Was heißt das jetzt?
Die Wiener SPÖ drängte auf den Bau des Tunnels zur Entlastung der Südost-Tangente A23 und der Ostautobahn A4 und der Donaustadt vom Durchzugsverkehr.
Jetzt ist das Projekt gestoppt. Gewessler hat allerdings für den nördlichen Teil Entlastung in Aussicht gestellt, da würden jetzt Alternativen geprüft. Und auch bei der Seestadt kommt Gewessler den Wienern entgegen, die ASFINAG würde die für den Wohnungsbau notwendigen Abschnitte der Spange errichten.
Und wie soll nun der Verkehr entlastet werden?
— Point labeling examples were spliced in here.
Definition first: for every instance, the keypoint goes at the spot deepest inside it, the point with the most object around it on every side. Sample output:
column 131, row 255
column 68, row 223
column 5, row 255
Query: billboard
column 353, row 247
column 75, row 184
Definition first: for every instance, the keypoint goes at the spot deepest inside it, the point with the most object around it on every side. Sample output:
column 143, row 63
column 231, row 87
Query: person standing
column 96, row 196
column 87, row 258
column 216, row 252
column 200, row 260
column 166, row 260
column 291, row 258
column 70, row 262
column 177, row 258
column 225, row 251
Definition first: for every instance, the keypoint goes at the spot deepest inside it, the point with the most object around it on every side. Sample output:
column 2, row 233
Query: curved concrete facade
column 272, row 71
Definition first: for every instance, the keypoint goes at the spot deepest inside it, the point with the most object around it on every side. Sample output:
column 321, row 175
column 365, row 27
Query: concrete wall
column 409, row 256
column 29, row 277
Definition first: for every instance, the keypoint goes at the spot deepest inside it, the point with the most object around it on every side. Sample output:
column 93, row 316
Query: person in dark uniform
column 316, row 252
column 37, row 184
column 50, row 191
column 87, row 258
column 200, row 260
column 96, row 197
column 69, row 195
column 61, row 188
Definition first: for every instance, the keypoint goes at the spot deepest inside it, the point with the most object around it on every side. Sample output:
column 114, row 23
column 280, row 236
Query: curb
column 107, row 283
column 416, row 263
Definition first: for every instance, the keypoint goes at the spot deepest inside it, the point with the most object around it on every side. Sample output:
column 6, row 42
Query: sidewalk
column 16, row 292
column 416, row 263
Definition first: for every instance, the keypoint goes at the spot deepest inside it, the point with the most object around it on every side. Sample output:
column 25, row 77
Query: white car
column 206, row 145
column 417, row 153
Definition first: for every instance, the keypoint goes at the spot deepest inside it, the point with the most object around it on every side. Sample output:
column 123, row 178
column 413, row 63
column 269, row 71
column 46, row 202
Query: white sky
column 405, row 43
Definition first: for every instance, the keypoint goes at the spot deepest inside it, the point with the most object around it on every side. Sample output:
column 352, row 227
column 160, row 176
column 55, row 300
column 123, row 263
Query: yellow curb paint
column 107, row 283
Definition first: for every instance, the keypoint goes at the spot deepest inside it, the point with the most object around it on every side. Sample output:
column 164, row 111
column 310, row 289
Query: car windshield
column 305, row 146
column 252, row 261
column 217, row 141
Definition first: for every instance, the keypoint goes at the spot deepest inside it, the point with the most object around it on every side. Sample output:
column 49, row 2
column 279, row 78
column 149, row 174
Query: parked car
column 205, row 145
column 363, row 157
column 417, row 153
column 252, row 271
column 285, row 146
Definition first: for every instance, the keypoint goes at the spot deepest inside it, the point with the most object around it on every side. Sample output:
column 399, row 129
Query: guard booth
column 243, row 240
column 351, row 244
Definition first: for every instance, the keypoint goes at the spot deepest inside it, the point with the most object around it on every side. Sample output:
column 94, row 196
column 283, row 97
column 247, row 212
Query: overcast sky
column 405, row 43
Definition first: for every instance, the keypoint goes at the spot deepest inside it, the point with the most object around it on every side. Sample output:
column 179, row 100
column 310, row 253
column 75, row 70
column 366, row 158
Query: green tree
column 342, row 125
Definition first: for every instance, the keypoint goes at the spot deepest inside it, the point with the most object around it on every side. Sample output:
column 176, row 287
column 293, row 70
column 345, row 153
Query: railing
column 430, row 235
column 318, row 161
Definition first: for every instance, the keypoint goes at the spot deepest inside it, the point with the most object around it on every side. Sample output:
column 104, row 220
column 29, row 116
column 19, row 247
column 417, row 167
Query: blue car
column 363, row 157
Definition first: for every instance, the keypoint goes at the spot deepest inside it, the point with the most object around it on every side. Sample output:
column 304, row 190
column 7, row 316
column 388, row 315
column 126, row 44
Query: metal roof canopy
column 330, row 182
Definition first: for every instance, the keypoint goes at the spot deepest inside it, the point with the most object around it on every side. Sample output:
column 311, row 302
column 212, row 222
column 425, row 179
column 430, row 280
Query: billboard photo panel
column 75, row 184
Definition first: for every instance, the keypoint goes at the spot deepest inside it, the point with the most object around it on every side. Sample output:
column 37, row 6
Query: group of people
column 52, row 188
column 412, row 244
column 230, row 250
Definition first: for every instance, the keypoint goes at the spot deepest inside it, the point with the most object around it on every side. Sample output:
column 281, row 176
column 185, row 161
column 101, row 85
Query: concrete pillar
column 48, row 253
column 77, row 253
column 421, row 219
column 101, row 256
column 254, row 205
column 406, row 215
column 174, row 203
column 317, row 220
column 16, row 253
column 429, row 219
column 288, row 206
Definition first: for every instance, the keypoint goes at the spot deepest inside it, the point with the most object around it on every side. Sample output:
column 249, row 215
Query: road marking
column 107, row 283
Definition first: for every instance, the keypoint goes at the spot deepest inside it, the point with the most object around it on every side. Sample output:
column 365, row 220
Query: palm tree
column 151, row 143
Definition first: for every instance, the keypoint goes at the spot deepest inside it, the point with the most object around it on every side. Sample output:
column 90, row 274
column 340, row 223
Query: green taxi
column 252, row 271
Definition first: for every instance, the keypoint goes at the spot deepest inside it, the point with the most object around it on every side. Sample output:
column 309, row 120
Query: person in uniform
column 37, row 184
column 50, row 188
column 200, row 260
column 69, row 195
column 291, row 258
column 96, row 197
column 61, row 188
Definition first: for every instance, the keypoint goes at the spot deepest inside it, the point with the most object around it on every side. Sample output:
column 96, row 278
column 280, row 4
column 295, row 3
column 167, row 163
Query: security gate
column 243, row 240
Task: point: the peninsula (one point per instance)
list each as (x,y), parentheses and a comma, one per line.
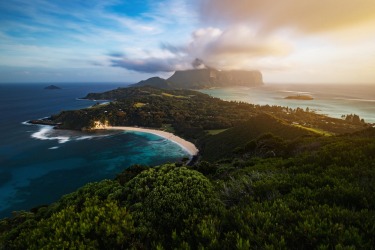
(300,97)
(205,78)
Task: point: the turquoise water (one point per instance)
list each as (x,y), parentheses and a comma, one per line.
(39,164)
(333,100)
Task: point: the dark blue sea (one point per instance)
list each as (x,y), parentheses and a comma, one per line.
(39,164)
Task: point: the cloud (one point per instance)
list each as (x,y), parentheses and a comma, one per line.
(236,47)
(303,16)
(148,65)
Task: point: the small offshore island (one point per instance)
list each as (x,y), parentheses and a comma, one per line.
(52,87)
(265,177)
(300,97)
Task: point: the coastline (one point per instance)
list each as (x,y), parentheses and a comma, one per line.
(188,146)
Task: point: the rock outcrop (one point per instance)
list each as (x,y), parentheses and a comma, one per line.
(205,78)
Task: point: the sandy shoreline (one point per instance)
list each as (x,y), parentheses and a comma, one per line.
(188,146)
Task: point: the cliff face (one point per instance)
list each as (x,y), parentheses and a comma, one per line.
(205,78)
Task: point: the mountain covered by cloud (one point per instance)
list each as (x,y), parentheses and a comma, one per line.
(289,41)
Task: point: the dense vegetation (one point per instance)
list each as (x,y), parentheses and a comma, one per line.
(189,113)
(315,193)
(267,178)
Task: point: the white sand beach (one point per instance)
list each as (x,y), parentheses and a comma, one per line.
(188,146)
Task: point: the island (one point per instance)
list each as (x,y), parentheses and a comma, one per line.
(205,78)
(300,97)
(265,177)
(52,87)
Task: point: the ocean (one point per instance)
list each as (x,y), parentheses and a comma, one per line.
(39,164)
(333,100)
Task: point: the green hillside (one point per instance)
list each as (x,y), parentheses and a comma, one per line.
(318,195)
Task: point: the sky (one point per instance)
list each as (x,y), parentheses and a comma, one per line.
(289,41)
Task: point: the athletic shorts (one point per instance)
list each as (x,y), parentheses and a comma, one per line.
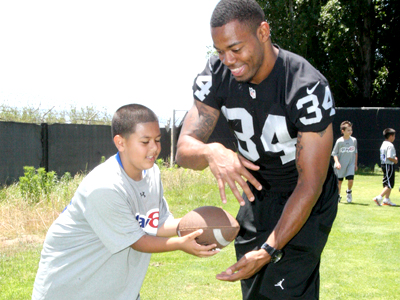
(345,171)
(388,175)
(350,177)
(296,275)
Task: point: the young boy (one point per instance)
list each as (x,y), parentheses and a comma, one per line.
(388,160)
(100,246)
(345,155)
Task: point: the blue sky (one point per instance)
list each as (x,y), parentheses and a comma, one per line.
(102,53)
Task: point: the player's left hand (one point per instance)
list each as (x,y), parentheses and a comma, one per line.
(247,266)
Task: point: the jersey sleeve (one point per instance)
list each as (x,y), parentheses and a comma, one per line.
(165,214)
(207,83)
(312,109)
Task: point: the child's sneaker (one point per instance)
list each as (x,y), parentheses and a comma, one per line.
(377,201)
(387,201)
(349,197)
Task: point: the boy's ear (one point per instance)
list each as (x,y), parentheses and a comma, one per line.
(119,142)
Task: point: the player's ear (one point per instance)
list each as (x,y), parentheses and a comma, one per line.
(119,142)
(263,32)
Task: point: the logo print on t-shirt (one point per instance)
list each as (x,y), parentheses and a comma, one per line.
(252,92)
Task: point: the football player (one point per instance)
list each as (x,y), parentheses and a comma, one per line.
(280,109)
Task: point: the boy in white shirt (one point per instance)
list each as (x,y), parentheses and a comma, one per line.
(100,245)
(388,160)
(345,155)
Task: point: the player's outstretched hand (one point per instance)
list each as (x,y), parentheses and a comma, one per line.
(229,167)
(247,266)
(189,245)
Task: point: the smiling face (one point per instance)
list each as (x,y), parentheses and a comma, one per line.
(140,150)
(244,52)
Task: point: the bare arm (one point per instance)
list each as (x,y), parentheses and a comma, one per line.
(197,128)
(312,160)
(156,244)
(226,165)
(168,229)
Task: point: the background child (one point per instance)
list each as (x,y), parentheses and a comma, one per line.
(345,155)
(388,160)
(100,245)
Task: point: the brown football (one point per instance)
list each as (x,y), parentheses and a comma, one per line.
(219,227)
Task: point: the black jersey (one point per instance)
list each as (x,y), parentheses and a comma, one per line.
(266,117)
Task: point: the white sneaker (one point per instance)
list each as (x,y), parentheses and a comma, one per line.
(377,201)
(387,201)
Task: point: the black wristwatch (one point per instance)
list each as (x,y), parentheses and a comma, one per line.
(275,254)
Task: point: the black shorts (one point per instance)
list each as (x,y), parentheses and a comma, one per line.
(350,177)
(388,175)
(296,275)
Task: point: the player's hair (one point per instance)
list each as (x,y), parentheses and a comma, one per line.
(128,116)
(247,12)
(345,124)
(388,132)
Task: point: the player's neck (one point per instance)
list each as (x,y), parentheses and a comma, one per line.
(270,54)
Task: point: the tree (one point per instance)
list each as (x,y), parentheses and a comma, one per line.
(349,41)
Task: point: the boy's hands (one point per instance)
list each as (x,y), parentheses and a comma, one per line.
(190,246)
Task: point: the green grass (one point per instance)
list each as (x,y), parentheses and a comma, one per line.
(360,261)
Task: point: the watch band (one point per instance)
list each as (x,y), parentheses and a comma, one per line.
(275,254)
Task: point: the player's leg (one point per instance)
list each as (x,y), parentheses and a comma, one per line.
(297,273)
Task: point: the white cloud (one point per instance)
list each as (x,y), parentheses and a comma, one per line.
(102,53)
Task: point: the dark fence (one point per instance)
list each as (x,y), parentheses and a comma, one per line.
(75,148)
(59,147)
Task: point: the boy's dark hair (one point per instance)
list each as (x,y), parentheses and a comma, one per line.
(128,116)
(388,132)
(247,12)
(345,124)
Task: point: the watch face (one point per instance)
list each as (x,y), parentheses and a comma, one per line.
(277,256)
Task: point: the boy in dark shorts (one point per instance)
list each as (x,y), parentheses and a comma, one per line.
(345,155)
(388,160)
Gewessler muss jetzt zeigen, wie eine Entlastung der stark frequentierten Strecken A 23 Südosttangente und A 4 Ost Autobahn zwischen Wien und dem Knoten Schwechat sowie des 22. Bezirkes passieren kann. Argumentiert wird das mit einem "mulitmodalen" Ansatz: Da mehr Straßen mehr Autos und Lkw anziehen, soll das Problem nicht mit mehr und anderen Straßen, sondern durch viele verschiedene Alternativen gelöst werden, also eine bessere Öffi-Anbindung einerseits und Lkw auf die Schiene andererseits. Es geht schließlich um Projekte, die Jahrzehnte zur Umsetzung dauern.